Der Nicht-Pelagianer-Vorwurf im August 2014
In Südkorea jedenfalls scheint man nicht recht verstanden zu haben, was Papst Franziskus mit seinem „Häresie“-Vowurf meinte. Während seiner Korea-Reise kam es am 16. August auch zu einer Begegnung mit der koreanischen Konferenz der Ordensoberen. Einem Treffen, an dem mehrere Tausend Ordensleute teilnahmen, vor denen der Papst eine Ansprache hielt. Was dort geschah berichtete am 17. August unter anderem ACIprensa, die wichtigste spanischsprachige katholische Nachrichtenagentur:
„Der Vorsitzende der Konferenz der Ordensoberen der Institute des geweihten Lebens und für die Gesellschaften apostolischen Lebens, Pater Hwang Seok-mo überbrachte Papst Franziskus das geistliche Geschenk von 3,7 Millionen Rosenkränzen und mehr als 100.000 Fastengelübden.
‚Wir überreichen ein Geschenk, das wir für Papst Franziskus bereitet haben. Das Geschenk der Ordensmänner und Ordensfrauen ist eine geistliche Gabe: 3.708.821 Rosenkränze und 118.408 Fastenversprechen‘. Das Treffen des Heiligen Vaters mit Tausenden Ordensmännern und Ordensfrauen fand in der ‚Schule der Liebe‘ im Traning Center von Kkottongnae statt.
Der Heilige Vater dankte für diese Opfer und ermutigte sie, lebendige Vorbilder der Freude und der Barmherzigkeit Gottes zu sein, und betonte die Bedeutung der Ordensgelübde der Keuschheit, der Armut und des Gehorsam.“
Häresie oder vorbildliches „Opfer“?
„Der Heilige Vater dankte für diese Opfer?“, fragt sich Secretum meum mihi, „Hat der Papst innerhalb eines Jahres so grundlegend seine Meinung geändert, daß er sich für das, was er vor 14 Monaten „besorgt“ als Häresie verurteilte, nun bedankte? Sind diese koreanischen Ordensleute anders als jene, die zur Zeit als der Papst noch Erzbischof von Buenos Aires war, ihm als Geschenk einen geistlichen Strauß von Rosenkränzen überbrachten? ‚Warum sagen sie nicht ‚Wir beten für Sie, wir bitten…‘, aber diese Zählerei…‘, hatte der Papst damals gegenüber progressiven lateinamerikanischen Ordensvertretern gesagt.
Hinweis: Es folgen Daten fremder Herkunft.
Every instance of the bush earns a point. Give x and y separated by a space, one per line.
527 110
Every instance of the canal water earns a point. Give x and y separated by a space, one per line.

Nun bedankte sich derselbe Papst in Südkorea gegenüber den konservativen koreanischen Ordensvertretern für das, was er wenige Monate zuvor nicht nur „besorgt“ kritisiert, sondern als pelagianische Häresie bezeichnet hatte.
In Kkottongnae besuchte Papst Franziskus auch das große Behindertenzentrum von Pater John Oh, der das katholische Kirchenoberhaupt auch auf den dort errichteten Friedhof für die abgetriebenen Kinder führte.